You have probably seen us mention VA disability before here and here. Our position bears repeating: claim what you have and don’t claim what you don’t have. A lot of times people aren’t sure what to claim and that is why we give that advice. If you have a medical condition now, or a previous one that has been resolved, it is fair game to claim. If you have been keeping something from the military, but want to get treatment from the VA, that is okay too. But the important thing is to actually get the treatment.
The FAA doesn’t really care about the percentage of your disability; they care about what medical conditions you have. Perhaps most importantly, they want to know how you are doing. Did you have a broken ankle last week? They care a lot. Did you have a broken ankle 3 years ago and make a full recovery? They don’t really care.
Let’s stick with the broken ankle example for a bit. A broken ankle is an acute injury that should resolve over time with proper treatment. Ongoing problems from an ankle fracture would be rare and unlikely to cause difficulty flying aircraft. Compared to something like diabetes, which is a chronic medical condition, and requires ongoing care – likely for life.
If you report a history of a broken ankle on your MedXPress and to your AME, with or without an associated VA disability, the AME is well positioned to evaluate that ankle. Broken last week, is still in a splint, and is unable to walk … you aren’t getting a medical that day. Broken 3 years ago and can demonstrate full functionality in the exam, you’ll be just fine.
What about diabetes though? If you have fairly low-grade type 2 diabetes managed with oral medication, the tests and exam the AME perform won’t catch those. If you don’t disclose them to the AME then he won’t be able to ask for recent doctor’s notes in order to determine just how well you are doing. The AME only knows what you tell them and what they can observe.

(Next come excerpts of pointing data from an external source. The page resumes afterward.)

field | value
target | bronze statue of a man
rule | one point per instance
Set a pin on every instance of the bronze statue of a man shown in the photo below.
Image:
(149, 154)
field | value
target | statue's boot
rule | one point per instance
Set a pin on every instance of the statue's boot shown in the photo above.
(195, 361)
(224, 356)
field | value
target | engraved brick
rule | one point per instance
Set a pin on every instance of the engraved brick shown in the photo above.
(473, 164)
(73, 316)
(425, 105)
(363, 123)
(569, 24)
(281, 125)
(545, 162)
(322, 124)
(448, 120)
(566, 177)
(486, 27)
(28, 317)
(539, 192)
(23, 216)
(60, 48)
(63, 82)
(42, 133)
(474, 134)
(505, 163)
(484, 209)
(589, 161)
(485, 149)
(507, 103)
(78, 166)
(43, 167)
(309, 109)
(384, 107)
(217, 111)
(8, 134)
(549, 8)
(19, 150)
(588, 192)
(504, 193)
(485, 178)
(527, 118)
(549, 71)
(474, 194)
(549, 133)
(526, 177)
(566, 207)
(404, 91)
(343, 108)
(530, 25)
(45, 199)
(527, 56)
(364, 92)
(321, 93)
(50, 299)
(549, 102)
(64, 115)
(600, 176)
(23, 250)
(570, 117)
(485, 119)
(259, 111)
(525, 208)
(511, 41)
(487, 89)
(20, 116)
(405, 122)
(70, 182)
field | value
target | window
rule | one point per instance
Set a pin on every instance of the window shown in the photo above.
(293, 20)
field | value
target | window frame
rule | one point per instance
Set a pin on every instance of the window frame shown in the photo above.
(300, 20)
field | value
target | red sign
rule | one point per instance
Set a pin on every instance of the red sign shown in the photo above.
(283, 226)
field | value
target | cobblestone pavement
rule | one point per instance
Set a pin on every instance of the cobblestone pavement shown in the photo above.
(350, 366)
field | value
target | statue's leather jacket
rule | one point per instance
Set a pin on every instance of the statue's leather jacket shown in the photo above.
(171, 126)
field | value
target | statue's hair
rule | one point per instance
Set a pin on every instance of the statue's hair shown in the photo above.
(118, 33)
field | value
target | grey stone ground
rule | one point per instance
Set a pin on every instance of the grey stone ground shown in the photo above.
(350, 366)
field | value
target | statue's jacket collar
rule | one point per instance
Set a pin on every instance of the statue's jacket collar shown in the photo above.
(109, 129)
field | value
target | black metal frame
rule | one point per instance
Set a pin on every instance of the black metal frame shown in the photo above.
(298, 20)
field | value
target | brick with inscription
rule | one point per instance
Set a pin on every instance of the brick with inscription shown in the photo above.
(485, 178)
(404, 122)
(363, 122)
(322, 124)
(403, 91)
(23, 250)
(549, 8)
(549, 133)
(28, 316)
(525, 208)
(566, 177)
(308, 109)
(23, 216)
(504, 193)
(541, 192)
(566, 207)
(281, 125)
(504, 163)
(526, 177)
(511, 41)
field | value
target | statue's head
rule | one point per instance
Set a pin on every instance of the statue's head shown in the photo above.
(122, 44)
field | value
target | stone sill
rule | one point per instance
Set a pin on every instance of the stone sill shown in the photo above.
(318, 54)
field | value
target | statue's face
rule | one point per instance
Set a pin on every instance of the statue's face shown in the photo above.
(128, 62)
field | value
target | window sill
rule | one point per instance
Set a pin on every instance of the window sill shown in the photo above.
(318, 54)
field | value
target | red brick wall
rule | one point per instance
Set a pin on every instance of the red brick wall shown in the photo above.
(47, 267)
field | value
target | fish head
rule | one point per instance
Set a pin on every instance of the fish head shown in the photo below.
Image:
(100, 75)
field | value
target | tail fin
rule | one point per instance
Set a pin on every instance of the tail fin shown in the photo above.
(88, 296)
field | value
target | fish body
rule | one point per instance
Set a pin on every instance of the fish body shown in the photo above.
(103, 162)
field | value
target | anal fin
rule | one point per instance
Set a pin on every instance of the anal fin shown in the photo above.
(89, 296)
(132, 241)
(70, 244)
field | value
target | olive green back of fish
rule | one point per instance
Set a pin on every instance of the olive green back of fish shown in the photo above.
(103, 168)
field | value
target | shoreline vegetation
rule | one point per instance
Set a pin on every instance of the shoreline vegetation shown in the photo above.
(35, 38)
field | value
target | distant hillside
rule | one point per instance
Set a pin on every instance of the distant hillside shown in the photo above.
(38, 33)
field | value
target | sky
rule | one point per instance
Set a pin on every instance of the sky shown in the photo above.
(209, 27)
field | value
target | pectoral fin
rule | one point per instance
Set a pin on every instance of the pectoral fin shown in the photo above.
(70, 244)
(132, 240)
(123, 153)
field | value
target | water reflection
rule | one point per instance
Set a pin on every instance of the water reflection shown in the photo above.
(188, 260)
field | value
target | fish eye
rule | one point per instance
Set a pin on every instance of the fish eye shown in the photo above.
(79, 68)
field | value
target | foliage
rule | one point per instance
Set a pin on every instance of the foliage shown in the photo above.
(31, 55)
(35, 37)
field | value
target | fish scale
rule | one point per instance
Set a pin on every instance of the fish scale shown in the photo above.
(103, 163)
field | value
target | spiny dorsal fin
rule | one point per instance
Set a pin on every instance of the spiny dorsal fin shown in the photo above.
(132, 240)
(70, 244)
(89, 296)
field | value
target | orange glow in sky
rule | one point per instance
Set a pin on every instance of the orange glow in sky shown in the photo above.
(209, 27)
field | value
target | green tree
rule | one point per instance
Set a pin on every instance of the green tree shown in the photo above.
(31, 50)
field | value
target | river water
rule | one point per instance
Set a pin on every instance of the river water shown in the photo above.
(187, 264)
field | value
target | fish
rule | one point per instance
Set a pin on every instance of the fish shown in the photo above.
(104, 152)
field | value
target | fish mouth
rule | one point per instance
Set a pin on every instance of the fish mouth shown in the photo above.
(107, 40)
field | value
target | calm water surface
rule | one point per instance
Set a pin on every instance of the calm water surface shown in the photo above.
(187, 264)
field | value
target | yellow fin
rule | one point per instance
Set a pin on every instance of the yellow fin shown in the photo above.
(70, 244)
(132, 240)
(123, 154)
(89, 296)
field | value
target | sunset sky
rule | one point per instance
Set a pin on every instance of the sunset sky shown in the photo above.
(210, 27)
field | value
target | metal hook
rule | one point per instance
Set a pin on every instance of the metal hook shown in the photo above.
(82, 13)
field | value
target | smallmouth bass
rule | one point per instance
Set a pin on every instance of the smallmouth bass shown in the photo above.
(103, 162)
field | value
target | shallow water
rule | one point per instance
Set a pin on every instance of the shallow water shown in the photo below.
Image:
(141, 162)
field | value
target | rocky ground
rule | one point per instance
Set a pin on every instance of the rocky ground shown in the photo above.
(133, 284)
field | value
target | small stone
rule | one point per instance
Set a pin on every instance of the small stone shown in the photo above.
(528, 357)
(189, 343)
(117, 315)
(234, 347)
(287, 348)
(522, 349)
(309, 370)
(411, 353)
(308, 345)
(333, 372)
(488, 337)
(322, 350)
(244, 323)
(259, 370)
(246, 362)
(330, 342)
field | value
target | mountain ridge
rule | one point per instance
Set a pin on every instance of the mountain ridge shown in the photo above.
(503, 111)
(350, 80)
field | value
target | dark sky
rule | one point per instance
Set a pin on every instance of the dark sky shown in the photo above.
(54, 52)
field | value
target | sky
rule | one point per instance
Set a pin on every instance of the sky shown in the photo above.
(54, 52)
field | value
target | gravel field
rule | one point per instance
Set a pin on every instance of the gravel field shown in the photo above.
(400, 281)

This is going to be similar to mental health evaluations. No one wants a Germanwings or China Eastern to occur with our pilots. It can be very easy to slip past an AME with a significant mental health disorder if you can hold it together for the 15-20 minutes you spend at the AME office. Not all mental health conditions are chronic, but they can be. Acute or chronic, the FAA wants to know if you are safe to fly; they are going to want reports and data to make that determination.
What does this have to do with the VA disability process? When you separate from the military they offer you all types of chances to disclose your medical history and have evaluations. One of those is a mental health evaluation.
Picture this: you are separating from the military, maybe at a base far from home. You don’t have a job or a place to live lined up yet. You aren’t sure if you are going to go to school or get a job.
Your command is preparing for deployment so they won’t give you as much terminal leave as you have to remain on the books. You have an uncertain future ahead of you. The VA gives you a schedule of appointments. One of them is a mental health evaluation. How do you think that evaluation is going to go?
If you perform a 30-minute psychological interview with anyone on a bad stretch of time, you could easily diagnose them with a number of mental health issues. Most commonly these would be anxiety, adjustment disorder, and depression. But here is the thing – you are actually having a normal reaction to your current situation.
Fast forward a few months, you have found a group like RTAG, and you have done your research about how to get the majority of your pilot ratings paid for by Veteran benefits. You are excited about the new direction for your life and have never felt better. A week before you go to get your FAA medical with your local AME, right before you start your flight training, you get your VA disability rating letter in the mail. You have received a 30% disability rating for anxiety with depressed mood.
By law, you now have to disclose this mental health diagnosis on your MedXPress as well as acknowledge it as a disability. Referencing the above, you will need to provide proof of treatment and resolution. The problem is, that you didn’t know you had this diagnosis before that letter arrived. You have never received treatment.
You have no proof of resolution. You cannot provide what you need to pass your medical. The FAA and VA cross-reference each other so they will find out; it is just a matter of time.
Let’s go back to the beginning: claim what you have and don’t claim what you don’t have. You are NOT REQUIRED to go to a VA mental health evaluation. If you have never had a mental health problem, treated or untreated, and you do not think you have a mental health problem at the time of separation, then we recommend you do not sit for a mental health evaluation.
On the other hand, we know people suffer in silence while on active duty. If you are one of those people, then get the help you need. Once you are better, you’ll be able to get your medical. And we can help you.